Hayat kimi sevdiğin ve incittiğindir. Kendin için neler hissettiğindir. Güven, mutluluk ve şevkattir. Arkadaşlarına destek olmak ve nefretin yerine sevgiyi koymaktır, yani erdemlerindir.
Hayat kıskançlığı yenmek, önemsemeyi öğrenmek ve güven geliştirmektir. Neler söylediğin ve neler demek istediğindir, aynı zamanda yapmak istediklerindir yani ideallerindir.
İnsanların sahip oldukları değil kendilerini olduğu gibi görmektir.
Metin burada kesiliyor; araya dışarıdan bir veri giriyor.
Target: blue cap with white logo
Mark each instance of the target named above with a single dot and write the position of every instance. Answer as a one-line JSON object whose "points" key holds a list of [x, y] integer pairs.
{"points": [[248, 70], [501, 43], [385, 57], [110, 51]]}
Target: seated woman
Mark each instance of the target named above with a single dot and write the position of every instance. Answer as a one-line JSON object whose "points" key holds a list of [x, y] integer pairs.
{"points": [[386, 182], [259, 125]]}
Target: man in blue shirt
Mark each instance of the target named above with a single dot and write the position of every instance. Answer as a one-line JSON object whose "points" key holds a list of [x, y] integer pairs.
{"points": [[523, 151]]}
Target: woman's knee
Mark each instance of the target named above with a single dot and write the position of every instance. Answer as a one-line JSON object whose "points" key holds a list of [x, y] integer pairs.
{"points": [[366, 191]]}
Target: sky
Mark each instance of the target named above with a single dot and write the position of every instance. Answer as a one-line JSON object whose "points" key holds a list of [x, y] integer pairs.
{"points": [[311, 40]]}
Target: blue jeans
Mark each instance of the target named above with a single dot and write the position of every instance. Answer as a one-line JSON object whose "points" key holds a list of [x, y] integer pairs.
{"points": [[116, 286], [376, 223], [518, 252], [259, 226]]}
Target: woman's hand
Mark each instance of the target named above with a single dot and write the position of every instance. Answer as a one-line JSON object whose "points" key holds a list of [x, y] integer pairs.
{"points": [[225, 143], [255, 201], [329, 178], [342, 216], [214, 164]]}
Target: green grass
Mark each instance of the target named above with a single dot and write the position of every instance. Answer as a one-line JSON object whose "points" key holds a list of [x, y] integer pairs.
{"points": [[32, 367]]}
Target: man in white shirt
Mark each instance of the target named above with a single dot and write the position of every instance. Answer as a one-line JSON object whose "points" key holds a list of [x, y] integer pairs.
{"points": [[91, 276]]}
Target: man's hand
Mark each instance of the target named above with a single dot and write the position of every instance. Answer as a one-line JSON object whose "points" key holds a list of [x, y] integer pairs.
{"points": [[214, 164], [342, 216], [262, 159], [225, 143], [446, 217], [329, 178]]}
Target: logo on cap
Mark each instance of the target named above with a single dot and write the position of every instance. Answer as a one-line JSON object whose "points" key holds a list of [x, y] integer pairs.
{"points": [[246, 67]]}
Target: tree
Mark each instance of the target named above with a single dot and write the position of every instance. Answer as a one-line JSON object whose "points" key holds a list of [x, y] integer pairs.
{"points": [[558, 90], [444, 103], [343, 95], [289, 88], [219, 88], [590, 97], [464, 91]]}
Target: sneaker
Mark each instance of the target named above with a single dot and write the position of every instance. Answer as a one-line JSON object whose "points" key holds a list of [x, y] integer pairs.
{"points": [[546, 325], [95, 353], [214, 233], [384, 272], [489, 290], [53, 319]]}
Herşeyden önemlisi, hayatını başkalarının hayatını önemli yönde etkilemek için kullanmayı seçmektir.
Nekadar yaşadığın değildir ozamana ne kadar çok şey sığdırdığındır. Kendin için yaptılarının yanında yoplumuna kendine ne anlam yüklediğin yaptıkların yapacaklarındır. İşte hayat bu seçimlerden ibarettir.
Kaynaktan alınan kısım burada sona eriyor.